Two men from Mexico are facing federal charges after police seized 200 pounds of cocaine from a trailer off Interstate 90.
Drug Enforcement Agency Special Agent in Charge Timothy J. Plancon said this was one of the largest cocaine seizures in Ohio in the last 10 years.
Antonio Navarro-Gaytan and Alejandro Cota-Luna appeared in federal court on Wednesday. They were both charged with conspiracy to possess with intent to distribute cocaine, according to the United States Department of Justice.
An affidavit filed in court Wednesday reported the following:
On Sept. 2, DEA agents learned a semi tractor-trailer was expected to travel from Baltimore to the Greater Cleveland area to deliver drugs or pick up money linked to a drug deal. The tractor was found in a fenced lot in a large building in the 17000 block of St. Clair Avenue.

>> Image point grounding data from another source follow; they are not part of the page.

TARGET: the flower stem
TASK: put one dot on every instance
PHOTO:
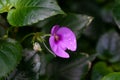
(48, 48)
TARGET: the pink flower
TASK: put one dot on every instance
(61, 39)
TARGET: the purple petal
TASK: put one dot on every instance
(68, 38)
(55, 29)
(57, 49)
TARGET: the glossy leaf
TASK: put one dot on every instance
(5, 5)
(76, 22)
(74, 68)
(10, 55)
(27, 12)
(116, 12)
(112, 76)
(99, 70)
(108, 47)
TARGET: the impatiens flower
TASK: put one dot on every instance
(61, 39)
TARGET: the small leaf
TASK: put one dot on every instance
(112, 76)
(108, 47)
(27, 12)
(10, 55)
(100, 69)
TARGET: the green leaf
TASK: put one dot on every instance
(112, 76)
(76, 22)
(10, 55)
(5, 5)
(100, 69)
(116, 12)
(108, 47)
(27, 12)
(74, 68)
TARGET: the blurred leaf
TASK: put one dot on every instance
(74, 68)
(116, 12)
(76, 22)
(108, 47)
(100, 69)
(10, 55)
(112, 76)
(27, 12)
(5, 5)
(116, 66)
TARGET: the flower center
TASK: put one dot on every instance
(56, 37)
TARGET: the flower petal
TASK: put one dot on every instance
(52, 43)
(68, 38)
(57, 49)
(54, 29)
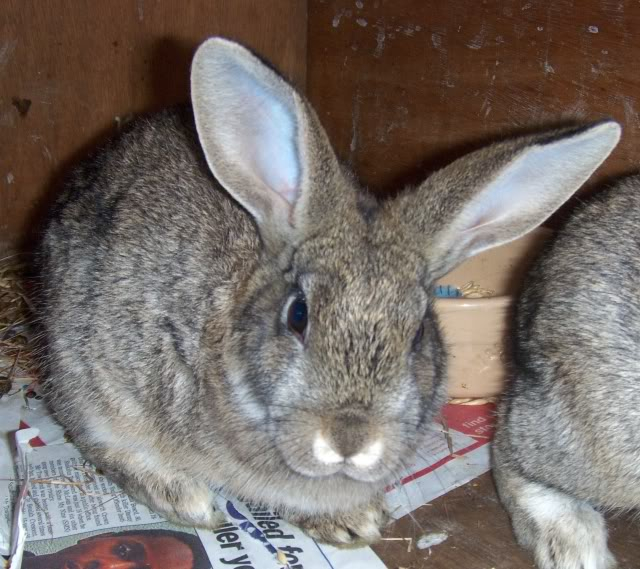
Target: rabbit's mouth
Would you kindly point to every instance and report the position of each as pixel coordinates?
(323, 460)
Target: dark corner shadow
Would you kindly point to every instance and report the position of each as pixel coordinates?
(170, 64)
(168, 61)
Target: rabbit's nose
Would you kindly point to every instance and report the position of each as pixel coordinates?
(349, 441)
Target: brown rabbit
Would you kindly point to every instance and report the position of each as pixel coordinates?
(224, 307)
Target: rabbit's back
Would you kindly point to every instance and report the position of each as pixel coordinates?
(136, 259)
(576, 380)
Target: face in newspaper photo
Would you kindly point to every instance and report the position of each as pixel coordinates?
(136, 549)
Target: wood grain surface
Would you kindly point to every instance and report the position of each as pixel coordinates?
(71, 71)
(480, 535)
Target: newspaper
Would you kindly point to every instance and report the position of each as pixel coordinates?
(57, 509)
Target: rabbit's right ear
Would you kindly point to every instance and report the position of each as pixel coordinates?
(257, 134)
(499, 193)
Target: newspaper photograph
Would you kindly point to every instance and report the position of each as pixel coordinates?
(59, 512)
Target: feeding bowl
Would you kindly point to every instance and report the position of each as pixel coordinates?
(475, 329)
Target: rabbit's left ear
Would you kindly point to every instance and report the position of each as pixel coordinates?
(499, 193)
(259, 137)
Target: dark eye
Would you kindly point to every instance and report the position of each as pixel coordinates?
(297, 316)
(418, 337)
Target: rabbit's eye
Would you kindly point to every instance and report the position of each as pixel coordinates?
(418, 337)
(297, 317)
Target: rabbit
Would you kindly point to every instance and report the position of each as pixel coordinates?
(224, 307)
(568, 439)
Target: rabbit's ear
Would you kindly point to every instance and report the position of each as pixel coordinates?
(499, 193)
(254, 131)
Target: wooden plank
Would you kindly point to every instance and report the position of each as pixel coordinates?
(404, 87)
(69, 71)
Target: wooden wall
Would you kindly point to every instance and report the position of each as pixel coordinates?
(403, 86)
(69, 71)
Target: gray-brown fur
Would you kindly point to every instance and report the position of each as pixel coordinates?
(570, 422)
(169, 357)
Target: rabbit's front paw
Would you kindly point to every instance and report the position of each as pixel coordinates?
(355, 528)
(179, 500)
(562, 532)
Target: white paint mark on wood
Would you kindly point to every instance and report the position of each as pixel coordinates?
(478, 41)
(336, 19)
(355, 119)
(630, 113)
(380, 37)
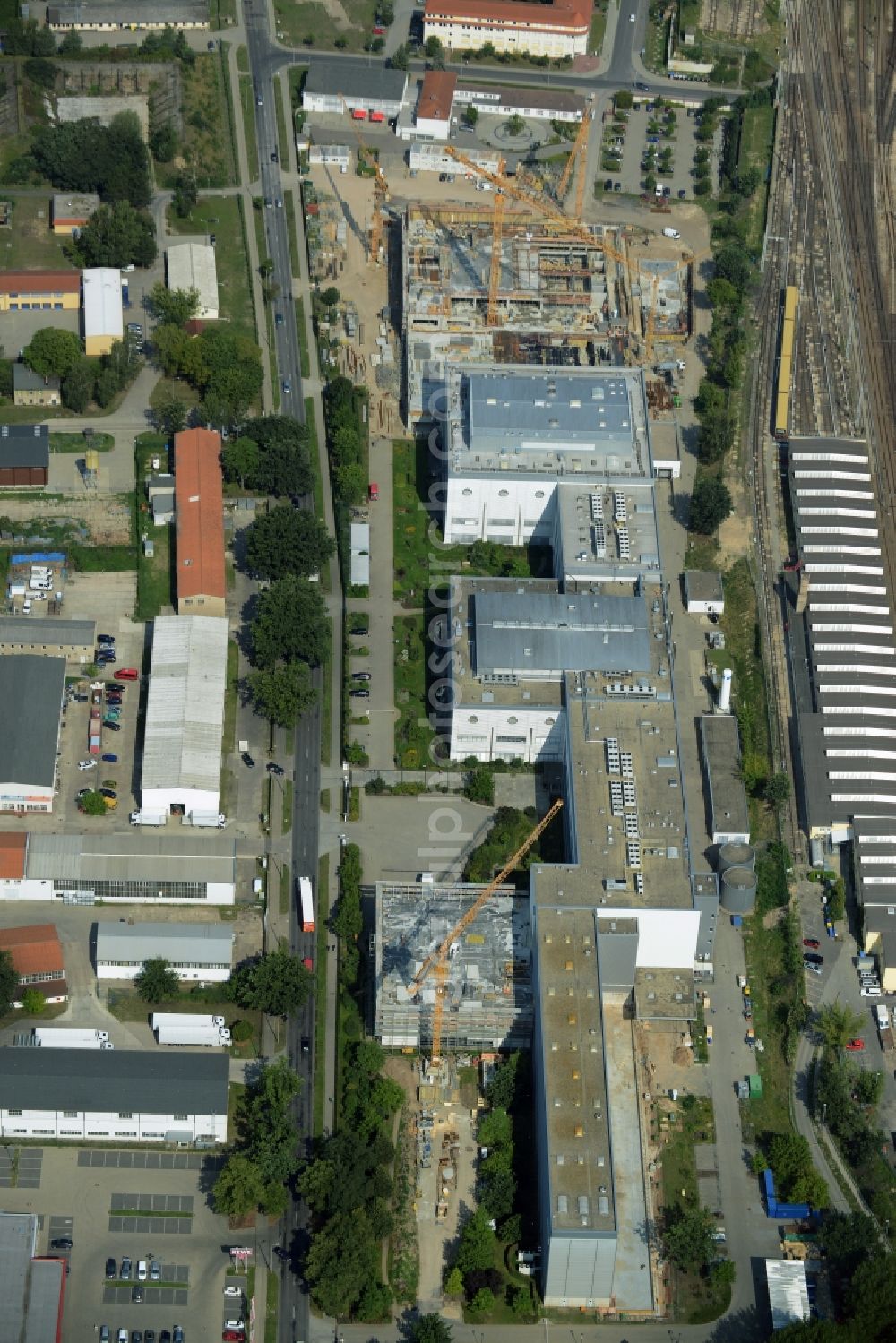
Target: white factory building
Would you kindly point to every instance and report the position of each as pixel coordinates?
(193, 266)
(125, 1096)
(196, 952)
(185, 716)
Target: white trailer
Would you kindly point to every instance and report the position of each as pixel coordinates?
(62, 1037)
(185, 1018)
(210, 1037)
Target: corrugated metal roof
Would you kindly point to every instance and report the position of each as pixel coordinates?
(185, 704)
(129, 1081)
(203, 944)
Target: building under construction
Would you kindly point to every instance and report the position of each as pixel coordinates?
(559, 301)
(487, 984)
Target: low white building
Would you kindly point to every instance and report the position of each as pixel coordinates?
(185, 715)
(193, 266)
(118, 1095)
(196, 952)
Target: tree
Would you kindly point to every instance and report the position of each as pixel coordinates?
(686, 1237)
(172, 306)
(238, 1189)
(290, 624)
(837, 1022)
(287, 540)
(710, 505)
(156, 981)
(432, 1329)
(277, 984)
(282, 693)
(8, 982)
(53, 352)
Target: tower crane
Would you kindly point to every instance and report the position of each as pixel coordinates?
(437, 962)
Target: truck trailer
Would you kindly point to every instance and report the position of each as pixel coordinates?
(209, 1037)
(67, 1037)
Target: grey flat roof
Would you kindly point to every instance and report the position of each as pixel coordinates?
(132, 857)
(26, 380)
(128, 1080)
(31, 691)
(24, 444)
(720, 745)
(47, 632)
(355, 80)
(532, 634)
(209, 943)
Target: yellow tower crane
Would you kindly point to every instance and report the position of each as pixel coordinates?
(437, 962)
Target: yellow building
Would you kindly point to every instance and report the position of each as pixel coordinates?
(39, 290)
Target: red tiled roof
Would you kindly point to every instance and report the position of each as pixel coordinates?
(199, 513)
(562, 13)
(35, 950)
(40, 282)
(437, 96)
(13, 856)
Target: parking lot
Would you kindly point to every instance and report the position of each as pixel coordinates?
(80, 1197)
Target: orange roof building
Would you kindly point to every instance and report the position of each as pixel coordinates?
(514, 26)
(199, 522)
(37, 954)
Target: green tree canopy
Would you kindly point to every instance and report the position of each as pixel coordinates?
(287, 540)
(156, 981)
(53, 352)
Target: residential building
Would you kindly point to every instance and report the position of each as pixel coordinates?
(70, 212)
(199, 524)
(24, 455)
(32, 1289)
(39, 290)
(196, 952)
(75, 641)
(31, 693)
(37, 954)
(118, 1095)
(126, 15)
(513, 26)
(148, 866)
(185, 716)
(104, 320)
(193, 266)
(363, 89)
(30, 388)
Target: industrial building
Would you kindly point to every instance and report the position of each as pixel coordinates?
(185, 716)
(487, 989)
(32, 1288)
(30, 388)
(24, 455)
(193, 266)
(126, 15)
(39, 290)
(199, 524)
(31, 693)
(559, 301)
(104, 320)
(37, 954)
(511, 26)
(120, 1095)
(72, 211)
(75, 641)
(196, 952)
(363, 89)
(142, 868)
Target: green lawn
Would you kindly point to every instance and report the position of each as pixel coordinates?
(247, 104)
(206, 145)
(223, 217)
(30, 245)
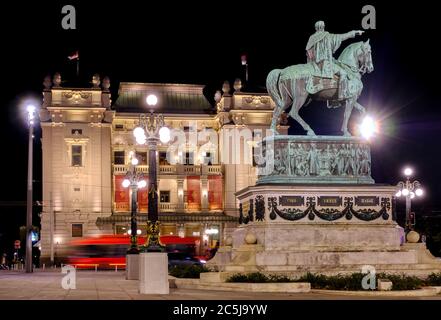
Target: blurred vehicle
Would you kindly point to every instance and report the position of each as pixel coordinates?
(179, 259)
(109, 251)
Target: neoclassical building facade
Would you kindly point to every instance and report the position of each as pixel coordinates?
(88, 142)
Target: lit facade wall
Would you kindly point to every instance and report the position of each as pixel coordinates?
(86, 151)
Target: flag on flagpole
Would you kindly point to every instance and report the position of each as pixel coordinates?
(244, 59)
(74, 56)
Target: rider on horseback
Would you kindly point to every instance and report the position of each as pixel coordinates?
(319, 51)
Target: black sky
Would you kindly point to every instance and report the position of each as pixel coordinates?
(201, 42)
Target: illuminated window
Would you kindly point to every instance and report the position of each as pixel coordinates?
(142, 157)
(77, 230)
(188, 158)
(164, 196)
(119, 157)
(77, 155)
(163, 158)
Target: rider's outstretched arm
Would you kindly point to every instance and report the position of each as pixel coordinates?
(350, 34)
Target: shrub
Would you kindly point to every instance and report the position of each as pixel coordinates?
(255, 277)
(402, 282)
(278, 278)
(192, 272)
(351, 282)
(434, 279)
(337, 282)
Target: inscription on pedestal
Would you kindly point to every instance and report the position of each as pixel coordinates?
(365, 201)
(329, 201)
(291, 201)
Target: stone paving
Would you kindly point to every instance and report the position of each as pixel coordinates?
(111, 285)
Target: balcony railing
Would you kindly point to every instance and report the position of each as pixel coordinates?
(120, 169)
(167, 169)
(167, 207)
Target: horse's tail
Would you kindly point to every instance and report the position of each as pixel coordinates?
(272, 86)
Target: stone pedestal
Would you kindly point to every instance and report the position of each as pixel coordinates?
(330, 229)
(315, 208)
(222, 258)
(153, 273)
(132, 267)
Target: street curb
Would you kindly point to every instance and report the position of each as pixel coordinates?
(424, 292)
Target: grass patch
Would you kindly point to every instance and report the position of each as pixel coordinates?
(434, 279)
(351, 282)
(191, 272)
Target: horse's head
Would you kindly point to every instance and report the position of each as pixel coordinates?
(358, 56)
(364, 57)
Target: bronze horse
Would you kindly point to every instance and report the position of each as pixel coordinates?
(289, 86)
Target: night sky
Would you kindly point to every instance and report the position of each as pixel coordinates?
(198, 43)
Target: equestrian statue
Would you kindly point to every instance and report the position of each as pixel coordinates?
(322, 78)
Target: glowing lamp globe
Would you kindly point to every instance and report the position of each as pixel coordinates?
(126, 183)
(138, 132)
(164, 134)
(151, 100)
(142, 184)
(368, 127)
(141, 140)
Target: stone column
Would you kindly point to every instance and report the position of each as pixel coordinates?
(180, 192)
(204, 193)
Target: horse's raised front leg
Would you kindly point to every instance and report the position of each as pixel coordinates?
(299, 98)
(294, 113)
(276, 115)
(359, 107)
(349, 105)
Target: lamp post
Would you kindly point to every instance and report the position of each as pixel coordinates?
(31, 118)
(151, 129)
(133, 181)
(409, 190)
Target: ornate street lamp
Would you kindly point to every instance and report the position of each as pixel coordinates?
(134, 181)
(31, 110)
(151, 129)
(409, 190)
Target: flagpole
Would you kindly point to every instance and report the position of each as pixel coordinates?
(246, 73)
(78, 66)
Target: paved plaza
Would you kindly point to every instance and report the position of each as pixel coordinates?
(111, 285)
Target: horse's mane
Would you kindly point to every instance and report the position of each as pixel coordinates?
(348, 52)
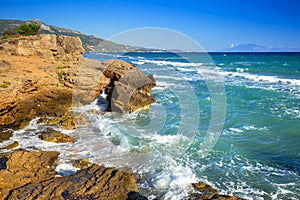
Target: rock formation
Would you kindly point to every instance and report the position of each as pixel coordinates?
(43, 75)
(31, 175)
(58, 47)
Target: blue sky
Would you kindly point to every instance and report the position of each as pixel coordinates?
(214, 24)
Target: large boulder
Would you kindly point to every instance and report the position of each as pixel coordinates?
(129, 88)
(24, 167)
(31, 175)
(57, 47)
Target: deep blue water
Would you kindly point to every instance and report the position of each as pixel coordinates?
(230, 120)
(258, 152)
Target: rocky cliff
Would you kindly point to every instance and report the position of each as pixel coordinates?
(41, 74)
(57, 47)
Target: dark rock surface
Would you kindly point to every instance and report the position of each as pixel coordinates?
(30, 175)
(50, 135)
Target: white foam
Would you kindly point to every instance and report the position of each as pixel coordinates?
(262, 78)
(66, 169)
(170, 63)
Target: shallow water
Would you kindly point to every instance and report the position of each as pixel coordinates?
(257, 155)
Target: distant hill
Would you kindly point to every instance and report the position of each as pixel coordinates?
(90, 42)
(258, 48)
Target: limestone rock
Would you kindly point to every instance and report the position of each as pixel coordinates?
(129, 88)
(13, 145)
(57, 47)
(82, 164)
(51, 102)
(24, 167)
(5, 135)
(207, 192)
(50, 135)
(95, 182)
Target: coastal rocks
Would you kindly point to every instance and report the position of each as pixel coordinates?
(30, 175)
(26, 167)
(95, 182)
(57, 47)
(50, 135)
(129, 89)
(81, 164)
(207, 192)
(5, 135)
(51, 102)
(126, 88)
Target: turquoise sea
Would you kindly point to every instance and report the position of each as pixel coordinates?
(256, 153)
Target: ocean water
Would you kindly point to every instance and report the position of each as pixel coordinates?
(255, 155)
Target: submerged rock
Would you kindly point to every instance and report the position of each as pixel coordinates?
(5, 135)
(30, 175)
(82, 164)
(129, 89)
(207, 192)
(13, 145)
(50, 135)
(22, 167)
(95, 182)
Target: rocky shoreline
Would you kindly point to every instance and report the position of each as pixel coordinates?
(44, 76)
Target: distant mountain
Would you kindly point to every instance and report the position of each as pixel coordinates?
(89, 42)
(258, 48)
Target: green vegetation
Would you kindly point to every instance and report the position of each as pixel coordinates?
(5, 84)
(22, 30)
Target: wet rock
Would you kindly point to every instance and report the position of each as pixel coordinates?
(82, 164)
(205, 191)
(66, 121)
(13, 145)
(50, 135)
(95, 182)
(51, 102)
(129, 88)
(57, 47)
(5, 135)
(24, 167)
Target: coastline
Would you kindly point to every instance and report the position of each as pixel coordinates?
(44, 88)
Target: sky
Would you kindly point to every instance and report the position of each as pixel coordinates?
(214, 24)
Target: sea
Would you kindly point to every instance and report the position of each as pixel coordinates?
(231, 120)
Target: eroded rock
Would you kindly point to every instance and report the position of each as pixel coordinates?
(129, 88)
(57, 47)
(22, 167)
(5, 135)
(50, 135)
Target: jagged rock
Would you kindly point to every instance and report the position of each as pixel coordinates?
(26, 167)
(50, 135)
(13, 145)
(57, 47)
(51, 102)
(30, 175)
(5, 135)
(129, 89)
(95, 182)
(82, 164)
(66, 121)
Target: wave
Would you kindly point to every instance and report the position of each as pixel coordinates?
(168, 63)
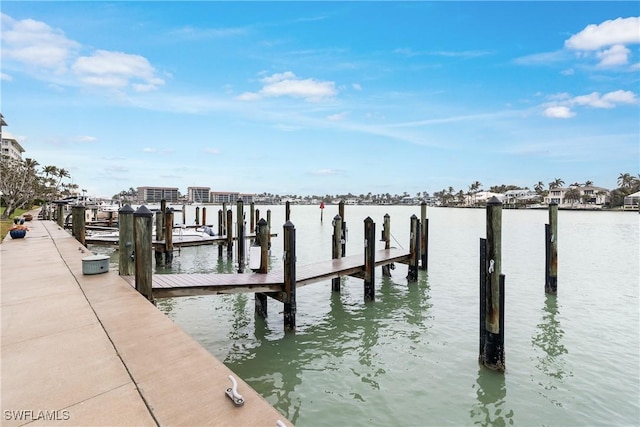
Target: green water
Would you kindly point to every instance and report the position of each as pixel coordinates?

Investigators then saw another vehicle pull into the parking lot of the large building, with Navarro-Gaytan and Cota-Luna inside. Authorities watched the two work on the trailer and take items out of the other vehicle to put in the trailer.
Navarro-Gaytan and Cota-Luna went to a gas station before being pulled over on Interstate 90 for speeding. They were both arrested. When police searched the trailer, 92 rectangular bricks were found, each containing about 1 kilogram of cocaine.
The DEA, Cleveland Division of Police, Ohio State Highway Patrol, Cuyahoga County Sheriff’s Department, Cleveland Heights Police Department, Ashtabula County Sheriff’s Office, Summit County Drug Unit, Lake County Narcotics Agency, Lorain County Drug Task Force and Homeland Security Investigations are collaborating on the investigation.
“Cocaine continues to be a very significant problem, nationally and internationally," said Duncan Brown, the federal attorney prosecuting the case. "And again, in Northeastern Ohio to have 92 kilos of cocaine is a very significant threat to the community."
One of the defendants' attorneys declined to comment on the case. The other could not be reached.
Federal officials said they are investigating whether the final destination of the drugs was supposed to be Cleveland.